Latest news:-----------------------
In April 2010 I found out that Zimmer actually has had
knowledge that their Durom acetabular cups used
outside of the USA also had problems. While they publically still claim that
the cup loosening only occurred under some series manufactured for the American
market and that only the Durom cups for shafted
prostheses are involved, the following document from Zimmer itself proofs the
exact opposite for each point.
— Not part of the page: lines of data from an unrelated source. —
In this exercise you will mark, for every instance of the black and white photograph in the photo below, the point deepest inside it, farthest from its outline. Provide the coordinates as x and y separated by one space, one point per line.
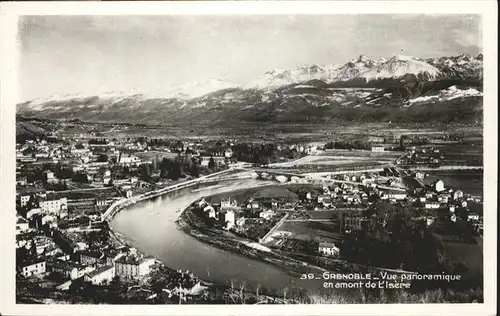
250 159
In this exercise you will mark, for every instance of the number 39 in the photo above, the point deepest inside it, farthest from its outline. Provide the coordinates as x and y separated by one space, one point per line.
308 276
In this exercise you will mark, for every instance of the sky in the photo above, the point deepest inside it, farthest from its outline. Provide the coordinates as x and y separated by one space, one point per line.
91 55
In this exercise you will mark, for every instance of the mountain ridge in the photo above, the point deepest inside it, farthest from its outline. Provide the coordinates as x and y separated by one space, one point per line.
349 92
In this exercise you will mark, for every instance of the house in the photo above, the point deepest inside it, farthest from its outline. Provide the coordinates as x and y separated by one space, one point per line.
266 214
240 222
226 204
396 195
202 202
129 160
35 267
228 153
432 205
92 258
227 218
253 204
328 249
21 225
68 269
111 256
208 208
32 212
64 242
49 219
419 175
439 186
25 194
219 161
130 267
377 148
458 195
54 205
472 216
101 275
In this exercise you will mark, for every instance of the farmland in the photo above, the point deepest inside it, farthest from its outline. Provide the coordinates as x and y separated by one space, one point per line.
319 231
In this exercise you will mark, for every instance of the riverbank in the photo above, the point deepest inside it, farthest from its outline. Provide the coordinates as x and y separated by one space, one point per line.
241 246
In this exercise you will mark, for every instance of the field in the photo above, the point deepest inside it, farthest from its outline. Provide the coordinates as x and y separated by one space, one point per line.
262 192
322 214
342 158
470 182
319 231
152 155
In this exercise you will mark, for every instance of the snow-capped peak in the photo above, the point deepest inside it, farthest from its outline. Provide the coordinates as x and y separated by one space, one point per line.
195 89
398 66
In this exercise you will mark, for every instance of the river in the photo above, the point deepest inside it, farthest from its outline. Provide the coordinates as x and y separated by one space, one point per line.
150 226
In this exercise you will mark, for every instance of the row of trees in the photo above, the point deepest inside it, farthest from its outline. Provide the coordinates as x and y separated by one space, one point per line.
264 154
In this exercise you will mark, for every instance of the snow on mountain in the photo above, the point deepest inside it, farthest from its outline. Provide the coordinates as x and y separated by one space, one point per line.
280 77
354 68
398 66
196 89
448 94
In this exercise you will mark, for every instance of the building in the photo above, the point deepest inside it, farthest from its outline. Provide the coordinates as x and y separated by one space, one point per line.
354 222
439 186
56 206
241 221
266 214
228 218
225 204
33 212
92 258
111 256
219 161
101 275
210 210
328 249
377 148
131 267
419 175
432 205
68 269
33 268
458 195
129 160
21 225
397 195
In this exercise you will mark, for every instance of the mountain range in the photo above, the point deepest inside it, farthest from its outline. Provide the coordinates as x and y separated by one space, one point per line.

The document an “Urgent Field
Safety Notice” from the 13th of October 2009 clearly
shows data on series of Durom prostheses with
acetabular cup loosening problems and occurring outside the USA, Europe more
explicitly. The document further indicates that the loosening is not limited to
acetabular cups of shafted prostheses with Durom
joint technology but even applies to acetabular cups of the Durom
hip resurfacings.
Zimmer still tries to minimize the problem by more or
less blaming the “Durom surgeons” not having used the
prescribed surgical technique to fit the cups. But if that were true, how then
in the whole world can this incorrect use of the surgical technique by surgeons
ever apply only to certain series of the cups? What is Zimmer trying to hide
this time? See: http://www.mhra.gov.uk/home/idcplg?IdcService=GET_FILE&dDocName=CON059966&RevisionSelectionMethod=LatestReleased or: http://resurfacingscan.be/Durom-Zimmers
Own Admittance.pdf
------------------------------------
About 1200 patients in the USA have received a Durom acetabular cup together with the Durom
cap (for resurfaced patients) or the Durom stemmed
head (for patients receiving Total Hip Arthroplasty).
Question:
Is the cup failure limited to just one of these two
groups or to both of them?
One problem that Dr. Larry Dorr of the “Dorr Institute for
Arthritis Research and Education” found out is that the cup’s loosening does
not have to show up on x-ray images, this becomes clearer only under time
(perhaps some years even). Only prying or pushing on the cup’s rim while opened
up in an operation will make the cup move and show that the cup lacked proper
bone ingrowth. A cup may also migrate in the patient under other circumstances,
perhaps at times when the lubrication from the synovial fluid lacks and high
friction exists.
Normally the bone ingrowth into the porous coating of acetabular cups
will improve under time but the Durom cups under
investigation seem to do just the opposite.
This website talks about Dr.Dorr’s
findings and the sluggish response from Zimmer:
http://www.defective-implant.com/implant/durom.php
For those of you that have a Durom
Hip Resurfacing, here is a brochure on it in PDF format:
http://www.jointline.co.uk/downloads/Durom_Hip_Resurfacing_ST.pdf
Zimmer does admit that some very experienced surgeons
reported difficulties to implant the Durom cup.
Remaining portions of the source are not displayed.